As coronavirus shifts user habits, tech firms try to upgrade experience
Companies managing major apps and online tools will now have a “boost of creativity” in developing better user experiences as people shift their habits during the COVID-19 pandemic, experts say.
Richard Lachman, an associate professor at Ryerson University, said in an interview that many applications are now being used by different demographics in ways that differ from their original purpose.
Zoom (ZM), a platform that is typically used for enterprise video conferencing, is now being used by non-working individuals to connect with friends and family, he said.
Lachman said that new users with different goals give companies an opportunity to tweak their product to improve the user experience.
“If my 10-year-old is using it, they want the virtual backgrounds right there because they’re going to spend 45 minutes putting themselves in space,” he said. “But when I login the next morning, I’m still in space. [Companies will be] finding these little tweaks that are not massive shifts.”
Lachman said now is the perfect time for companies to capitalize on this moment and make their platforms better.
“The idea is we’re fixing, we’re tweaking, we’re changing, we’re improving. And right now there’s a massive user test case,” he said. “What is amazing is how many platforms have been scaling well to deal with the numbers of people on it.”

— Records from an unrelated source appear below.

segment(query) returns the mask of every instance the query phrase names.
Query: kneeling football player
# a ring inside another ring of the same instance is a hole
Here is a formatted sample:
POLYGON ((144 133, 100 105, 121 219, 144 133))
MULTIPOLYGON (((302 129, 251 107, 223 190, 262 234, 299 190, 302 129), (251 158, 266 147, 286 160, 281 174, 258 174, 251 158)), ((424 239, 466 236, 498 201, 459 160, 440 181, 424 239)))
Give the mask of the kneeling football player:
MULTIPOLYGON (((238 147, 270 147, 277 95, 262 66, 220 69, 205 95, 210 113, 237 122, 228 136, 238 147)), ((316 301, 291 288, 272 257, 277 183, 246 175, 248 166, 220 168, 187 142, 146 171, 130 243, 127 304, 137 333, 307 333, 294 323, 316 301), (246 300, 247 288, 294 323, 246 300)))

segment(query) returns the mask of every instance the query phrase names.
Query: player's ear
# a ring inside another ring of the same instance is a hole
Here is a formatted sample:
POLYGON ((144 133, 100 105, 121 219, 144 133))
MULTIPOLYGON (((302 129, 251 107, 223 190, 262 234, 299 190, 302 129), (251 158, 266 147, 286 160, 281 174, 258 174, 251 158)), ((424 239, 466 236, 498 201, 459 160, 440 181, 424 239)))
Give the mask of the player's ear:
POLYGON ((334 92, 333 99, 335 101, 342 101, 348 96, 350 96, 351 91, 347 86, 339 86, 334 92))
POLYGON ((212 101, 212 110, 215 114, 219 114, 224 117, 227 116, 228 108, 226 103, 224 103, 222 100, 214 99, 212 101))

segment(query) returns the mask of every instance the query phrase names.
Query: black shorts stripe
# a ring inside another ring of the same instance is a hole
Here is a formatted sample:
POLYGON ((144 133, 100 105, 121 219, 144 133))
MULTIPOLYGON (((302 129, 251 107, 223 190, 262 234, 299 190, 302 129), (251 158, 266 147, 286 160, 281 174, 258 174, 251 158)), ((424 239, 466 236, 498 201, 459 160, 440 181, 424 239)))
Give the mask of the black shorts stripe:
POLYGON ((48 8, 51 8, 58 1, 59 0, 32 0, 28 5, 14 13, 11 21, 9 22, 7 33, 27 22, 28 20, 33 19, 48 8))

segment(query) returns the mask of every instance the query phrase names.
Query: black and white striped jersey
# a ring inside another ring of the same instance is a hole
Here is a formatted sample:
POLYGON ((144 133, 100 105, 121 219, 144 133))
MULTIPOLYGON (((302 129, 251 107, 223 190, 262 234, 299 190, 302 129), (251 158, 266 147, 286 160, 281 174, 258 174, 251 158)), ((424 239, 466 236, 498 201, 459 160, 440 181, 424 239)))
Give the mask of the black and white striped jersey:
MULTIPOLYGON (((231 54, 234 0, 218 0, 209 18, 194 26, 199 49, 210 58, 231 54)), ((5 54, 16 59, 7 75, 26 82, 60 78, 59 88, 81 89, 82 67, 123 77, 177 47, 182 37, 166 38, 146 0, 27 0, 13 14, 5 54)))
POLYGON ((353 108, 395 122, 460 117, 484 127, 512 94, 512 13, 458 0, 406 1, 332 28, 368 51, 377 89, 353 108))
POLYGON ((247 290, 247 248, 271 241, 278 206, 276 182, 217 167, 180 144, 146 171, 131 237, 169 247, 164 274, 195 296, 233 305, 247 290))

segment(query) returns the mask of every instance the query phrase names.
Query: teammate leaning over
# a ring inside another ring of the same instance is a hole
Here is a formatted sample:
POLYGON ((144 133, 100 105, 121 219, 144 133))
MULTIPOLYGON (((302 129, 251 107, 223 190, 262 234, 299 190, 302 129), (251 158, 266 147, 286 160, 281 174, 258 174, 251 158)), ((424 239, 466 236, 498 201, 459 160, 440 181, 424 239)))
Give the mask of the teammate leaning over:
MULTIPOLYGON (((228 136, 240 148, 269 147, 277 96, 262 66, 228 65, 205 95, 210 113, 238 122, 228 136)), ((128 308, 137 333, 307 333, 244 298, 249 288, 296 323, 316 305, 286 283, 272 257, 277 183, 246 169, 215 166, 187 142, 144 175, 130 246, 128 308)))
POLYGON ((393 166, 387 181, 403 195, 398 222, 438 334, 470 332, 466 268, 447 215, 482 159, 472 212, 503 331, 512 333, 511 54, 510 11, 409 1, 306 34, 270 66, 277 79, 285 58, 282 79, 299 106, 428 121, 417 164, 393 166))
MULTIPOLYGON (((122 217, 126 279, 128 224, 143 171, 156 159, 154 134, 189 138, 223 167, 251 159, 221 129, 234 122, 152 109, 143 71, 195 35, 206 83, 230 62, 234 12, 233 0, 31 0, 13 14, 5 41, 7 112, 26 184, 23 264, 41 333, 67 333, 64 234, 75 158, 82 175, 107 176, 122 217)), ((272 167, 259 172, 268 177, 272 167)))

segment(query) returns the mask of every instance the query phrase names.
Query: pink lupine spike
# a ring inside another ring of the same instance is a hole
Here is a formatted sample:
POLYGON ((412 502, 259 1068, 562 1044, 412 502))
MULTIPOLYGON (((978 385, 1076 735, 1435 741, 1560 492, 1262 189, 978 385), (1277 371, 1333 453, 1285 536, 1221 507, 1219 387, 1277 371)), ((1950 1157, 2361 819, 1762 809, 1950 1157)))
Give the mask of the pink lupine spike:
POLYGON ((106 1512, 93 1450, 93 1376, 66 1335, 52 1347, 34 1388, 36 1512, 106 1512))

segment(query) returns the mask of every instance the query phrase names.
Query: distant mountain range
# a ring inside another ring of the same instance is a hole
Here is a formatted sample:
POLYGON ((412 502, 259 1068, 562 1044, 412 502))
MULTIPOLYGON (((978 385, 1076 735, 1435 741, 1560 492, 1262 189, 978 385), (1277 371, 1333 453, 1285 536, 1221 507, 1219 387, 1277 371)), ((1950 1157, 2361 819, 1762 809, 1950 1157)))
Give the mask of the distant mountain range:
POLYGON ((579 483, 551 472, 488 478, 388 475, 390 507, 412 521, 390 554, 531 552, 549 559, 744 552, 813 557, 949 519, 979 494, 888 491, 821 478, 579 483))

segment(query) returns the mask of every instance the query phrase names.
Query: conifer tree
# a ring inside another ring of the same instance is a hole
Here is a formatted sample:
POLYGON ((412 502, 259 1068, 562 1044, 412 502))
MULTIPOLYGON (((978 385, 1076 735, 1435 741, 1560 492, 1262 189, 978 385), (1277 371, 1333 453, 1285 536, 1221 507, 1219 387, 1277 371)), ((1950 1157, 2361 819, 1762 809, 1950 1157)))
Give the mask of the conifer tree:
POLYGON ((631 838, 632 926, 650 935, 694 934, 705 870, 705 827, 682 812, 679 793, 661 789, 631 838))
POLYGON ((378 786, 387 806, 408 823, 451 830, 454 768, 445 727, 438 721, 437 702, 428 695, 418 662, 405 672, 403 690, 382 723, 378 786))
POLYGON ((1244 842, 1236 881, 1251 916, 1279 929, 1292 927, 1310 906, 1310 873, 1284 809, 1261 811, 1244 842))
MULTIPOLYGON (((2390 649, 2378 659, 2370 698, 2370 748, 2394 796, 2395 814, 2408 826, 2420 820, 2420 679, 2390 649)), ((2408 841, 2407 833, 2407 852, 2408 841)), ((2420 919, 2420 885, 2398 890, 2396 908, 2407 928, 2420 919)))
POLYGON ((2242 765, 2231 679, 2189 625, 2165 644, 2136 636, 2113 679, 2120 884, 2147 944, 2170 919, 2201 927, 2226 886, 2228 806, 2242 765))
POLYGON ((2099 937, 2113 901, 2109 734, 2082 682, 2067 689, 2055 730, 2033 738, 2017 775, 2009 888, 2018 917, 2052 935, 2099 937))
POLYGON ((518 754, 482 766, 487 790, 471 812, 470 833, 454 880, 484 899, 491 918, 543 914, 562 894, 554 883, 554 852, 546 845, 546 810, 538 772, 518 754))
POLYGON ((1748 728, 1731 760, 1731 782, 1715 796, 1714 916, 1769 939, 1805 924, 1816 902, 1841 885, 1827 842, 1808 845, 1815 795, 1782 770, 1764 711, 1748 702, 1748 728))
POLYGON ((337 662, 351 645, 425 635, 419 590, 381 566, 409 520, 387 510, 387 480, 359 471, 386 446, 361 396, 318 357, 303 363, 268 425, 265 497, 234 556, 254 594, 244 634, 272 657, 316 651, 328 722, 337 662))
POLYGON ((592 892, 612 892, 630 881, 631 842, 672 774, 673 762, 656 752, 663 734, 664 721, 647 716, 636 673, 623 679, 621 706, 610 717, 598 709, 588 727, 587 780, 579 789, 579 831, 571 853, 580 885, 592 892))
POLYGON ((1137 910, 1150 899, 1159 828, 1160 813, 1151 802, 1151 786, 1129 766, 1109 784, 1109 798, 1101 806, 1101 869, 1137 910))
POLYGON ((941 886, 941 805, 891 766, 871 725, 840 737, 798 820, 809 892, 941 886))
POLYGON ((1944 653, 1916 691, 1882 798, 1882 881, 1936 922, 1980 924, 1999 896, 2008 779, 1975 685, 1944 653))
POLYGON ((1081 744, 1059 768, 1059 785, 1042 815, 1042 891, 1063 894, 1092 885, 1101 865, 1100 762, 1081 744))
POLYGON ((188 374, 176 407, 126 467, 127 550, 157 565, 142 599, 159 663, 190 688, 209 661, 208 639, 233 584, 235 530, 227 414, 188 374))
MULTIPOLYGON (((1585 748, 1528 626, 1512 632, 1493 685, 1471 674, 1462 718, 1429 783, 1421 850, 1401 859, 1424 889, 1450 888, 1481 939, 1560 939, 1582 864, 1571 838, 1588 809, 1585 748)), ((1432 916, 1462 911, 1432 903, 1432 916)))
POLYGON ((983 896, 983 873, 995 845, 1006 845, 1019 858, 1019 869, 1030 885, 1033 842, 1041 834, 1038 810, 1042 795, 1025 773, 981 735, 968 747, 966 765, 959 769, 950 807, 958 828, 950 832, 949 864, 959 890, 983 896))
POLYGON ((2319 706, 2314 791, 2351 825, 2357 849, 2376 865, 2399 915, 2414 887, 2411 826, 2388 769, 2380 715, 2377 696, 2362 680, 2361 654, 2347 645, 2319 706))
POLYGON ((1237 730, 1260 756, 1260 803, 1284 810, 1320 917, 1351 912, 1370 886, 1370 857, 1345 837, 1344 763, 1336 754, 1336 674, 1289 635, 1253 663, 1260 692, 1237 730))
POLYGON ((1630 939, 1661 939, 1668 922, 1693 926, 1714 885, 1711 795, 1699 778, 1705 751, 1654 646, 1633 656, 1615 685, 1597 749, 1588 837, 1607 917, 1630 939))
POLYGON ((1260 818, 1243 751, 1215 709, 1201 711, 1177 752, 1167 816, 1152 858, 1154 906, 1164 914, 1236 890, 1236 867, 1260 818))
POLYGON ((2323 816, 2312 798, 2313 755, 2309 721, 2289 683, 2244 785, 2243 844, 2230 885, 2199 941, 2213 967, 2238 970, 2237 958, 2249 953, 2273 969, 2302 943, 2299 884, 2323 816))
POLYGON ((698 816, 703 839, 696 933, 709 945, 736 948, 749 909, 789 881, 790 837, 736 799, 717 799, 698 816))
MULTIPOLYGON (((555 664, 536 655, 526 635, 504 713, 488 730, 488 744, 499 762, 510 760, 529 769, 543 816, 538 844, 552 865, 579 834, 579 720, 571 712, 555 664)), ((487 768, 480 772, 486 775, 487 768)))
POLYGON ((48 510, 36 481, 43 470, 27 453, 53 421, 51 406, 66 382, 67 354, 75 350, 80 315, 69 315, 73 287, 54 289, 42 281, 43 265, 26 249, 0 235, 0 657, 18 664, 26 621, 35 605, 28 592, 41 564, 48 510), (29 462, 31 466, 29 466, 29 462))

According to a JP Morgan analyst, daily Zoom usage was up more than 300 per cent after the pandemic forced more people to work from home.
The company’s active daily user count was also up 378 per cent compared to the same period a year ago.
On Monday, Zoom’s shares dropped eight per cent as the company battles security concerns and competition from other platforms.
Lachman indicated that companies will also face lots of criticism if certain aspects of the platform do not meet the public’s standard.
“I have seen pushback. For example, what does end-to-end encryption mean, for this particular piece of software? Should I be using this, because maybe this platform is not secure?”
Platforms reminding users of existing tools
Now will also be the time that many platforms will remind users of features that already exist, as Jane Manchun Wong, a social media feature leaker and researcher, said in an interview.
“For example, on Instagram, they’re testing to move the video call button to the chat list,” she said. “They’re trying to remind the users ‘Hey, we do video chats as an option as well.’”
Facebook indicated in a blog post that it was seeing unprecedented usage because of COVID-19 and that it was monitoring “usage patterns” in order to make its systems “more efficient and adding capacity when needed.”
Jeff Goldenberg, co-founder of Abacus Agency, said that a metric for companies to watch will be how much time is being spent on different screens to determine “advertiser potential.”
He noted that people were already using these platforms heavily before the pandemic, citing that one in four minutes on cellphones is spent on a Facebook-owned platform, and now that is expected to increase even more.
“Now people are definitely using it more, but [these companies] already had plenty of user data before. Their user experience development is always on and they scour data and insights to come up with improvements that would lead to more ‘time in app,’” he said in an emailed response.